/iTPN

(CVPR2023/TPAMI2024) Integrally Pre-Trained Transformer Pyramid Networks -- A Hierarchical Vision Transformer for Masked Image Modeling

Primary LanguagePython

[CVPR2023/TPAMI2024]

(A Simple Hierarchical Vision Transformer Meets Masked Image Modeling)

iTPN

Figure 1: The comparison between a conventional pre-training (left) and the proposed integral pre-training framework (right). We use a feature pyramid as the unified neck module and apply masked feature modeling for pre-training the feature pyramid. The green and red blocks indicate that the network weights are pre-trained and un-trained (i.e., randomly initialized for fine-tuning), respectively.

Updates

11/Jul./2024

Fast-iTPN is accepted by TPAMI2024.

08/Jan./2024

Fast-iTPN is public at arxiv. Fast-iTPN is a more powerful version of iTPN.

26/Dec./2023

model Para. (M) Pre-train teacher input/patch 21K ft?
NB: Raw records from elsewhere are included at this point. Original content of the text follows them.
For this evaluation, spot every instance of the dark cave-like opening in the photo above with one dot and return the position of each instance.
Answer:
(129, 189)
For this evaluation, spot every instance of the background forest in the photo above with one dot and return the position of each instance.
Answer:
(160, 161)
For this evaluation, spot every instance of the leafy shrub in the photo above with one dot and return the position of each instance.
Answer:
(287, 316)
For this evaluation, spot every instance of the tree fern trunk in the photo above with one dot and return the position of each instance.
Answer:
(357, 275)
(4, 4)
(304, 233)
Acc on IN.1K checkpoint checkpoint (21K)
Fast-iTPN-T 24 IN.1K CLIP-L 224/16 N 85.1% baidu/google
Fast-iTPN-T 24 IN.1K CLIP-L 384/16 N 86.2%
Fast-iTPN-T 24 IN.1K CLIP-L 512/16 N 86.5%
Fast-iTPN-S 40 IN.1K CLIP-L 224/16 N 86.4% baidu/google
Fast-iTPN-S 40 IN.1K CLIP-L 384/16 N 86.95%
Fast-iTPN-S 40 IN.1K CLIP-L 512/16 N 87.8%
Fast-iTPN-B 85 IN.1K CLIP-L 224/16 N 87.4% baidu/google
Fast-iTPN-B 85 IN.1K CLIP-L 512/16 N 88.5%
Fast-iTPN-B 85 IN.1K CLIP-L 512/16 Y 88.75% baidu/google
Fast-iTPN-L 312 IN.1K CLIP-L 640/16 N 89.5% baidu/google

All the pre-trained Fast-iTPN models are available now (passward: itpn) ! The tiny/small/base scale models report the best performance on ImageNet-1K as far as we know. Use them for your own tasks! See Details.

30/May/2023

model Pre-train teacher input/patch 21K ft? Acc on IN.1K
EVA-02-B IN.21K EVA-CLIP-g 196/14 N 87.0%
EVA-02-B IN.21K EVA-CLIP-g 448/14 N 88.3%
EVA-02-B IN.21K EVA-CLIP-g 448/14 Y 88.6%
Fast-iTPN-B IN.1K CLIP-L 224/16 N 87.4%
Fast-iTPN-B IN.1K CLIP-L 512/16 N 88.5%
Fast-iTPN-B IN.1K CLIP-L 512/16 Y 88.7%

All the models above are only pre-trained on ImageNet-1K and these models will be available soon.

29/May/2023

The iTPN-L-CLIP/16 intermediate fine-tuned model is available (password:itpn) pretrained on 21K, and fine-tuned on 1K. Evaluating the latter one on ImageNet-1K obtains 89.2% accuracy.

28/Feb./2023

iTPN is accepted by CVPR2023!

08/Feb./2023

The iTPN-L-CLIP/16 model reaches 89.2% fine-tuning performance on ImageNet-1K.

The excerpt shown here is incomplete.